Offensively, Boston College is led by several hometown heroes, such as sophomore third baseman Jared McGuire (Harwich, Mass.). McGuire is red hot as of late, improving his average to a stellar .397. Senior shortstop Marco Albano (Arlington, Mass.) is improving after missing 17 games because of injury, while outfielder Jason Delaney (Hanson, Mass.) heads the team with 44 RBIs.
BC is a team that can put up a lot of runs quickly and often, as the Eagles outscored their opponents 336-218 this season. The team plays a hit-and-run, exciting style, with a whopping 113 stolen bases this season against 42 for its opponents.
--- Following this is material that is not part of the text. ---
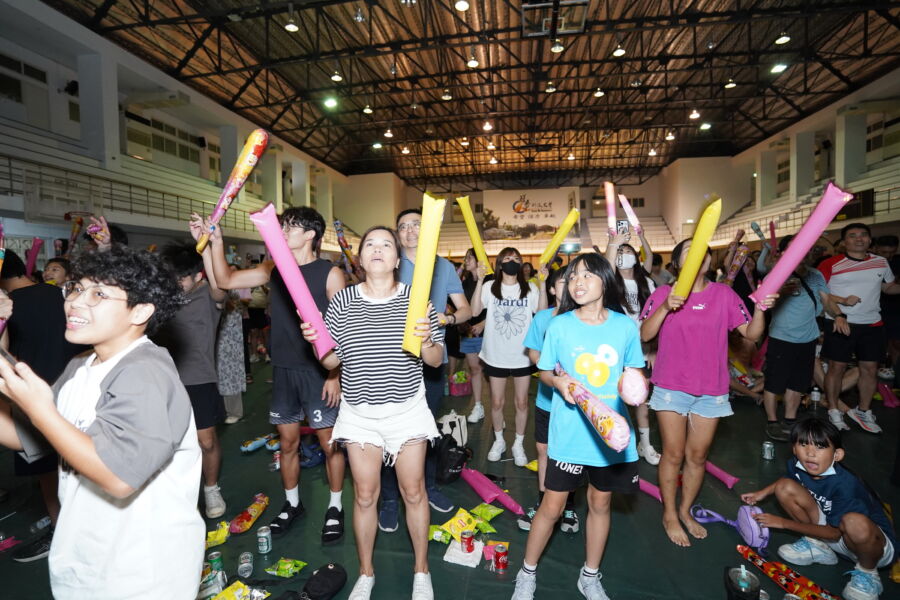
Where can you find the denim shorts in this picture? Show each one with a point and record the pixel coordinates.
(710, 407)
BC uses the long ball when it can, but this is more a team that's about speed and timely hitting.
The time for the Eagles to make a run to a conference championship and possible NCAA berth is now, since they will lose four crucial seniors and 10 players overall after the season. BC does have two underclassman hurlers, freshman Terry Doyle (Warwick, R.I.), who is 6-2 in his first season, and junior Nate Jeanes (Methuen, Mass.), who is leading the team with a 2.48 ERA.
The big question that will arise once the season ends, as it did for several other sports, is this: While BC did well in the Big East in baseball, how well will the team compete in the ACC?
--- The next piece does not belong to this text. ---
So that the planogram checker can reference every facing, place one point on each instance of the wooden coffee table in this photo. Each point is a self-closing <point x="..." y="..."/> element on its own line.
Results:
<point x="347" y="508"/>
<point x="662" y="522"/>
Besides looking at talent and recruits, one needs to first consider, of all things, weather. It is almost the end of May in Boston, and the temperature remains in the mid-40s. That's not exactly good baseball weather.
While most Big East schools deal with similar weather problems, schools in the South have the opportunity to practice and train more during the winter months without missing weeks of school. That factor, as well as BC's true lack of a home baseball field, since the current facility is best-known for its use as the most-prized tailgate area during football season, could hinder the program's first few seasons in a new league.
The administration has promised to either improve Shea Field, which suffers from intense winters, or build another facility because of the difficulties of keeping the field in playable conditions. Because of poor field conditions, BC played only one home game before April 22 this season.
Nobody knows how BC will do in the ACC next year, but one way to track its possible success or failure is by using Virginia Tech as an example. Last year in the Big East, the Hokies finished seventh, and in their first season in the ACC, they were ninth in the standings with similar overall records (29-27, 23-27). That could be a good sign for BC.
While several questions remain for the future of BC baseball, this squad still hopes to complete what the football and basketball teams could not: win its conference championship in its final season in the Big East.
Winning now might be the ticket, since next year figures to present a whole new load of challenges that this team might not yet be ready to handle.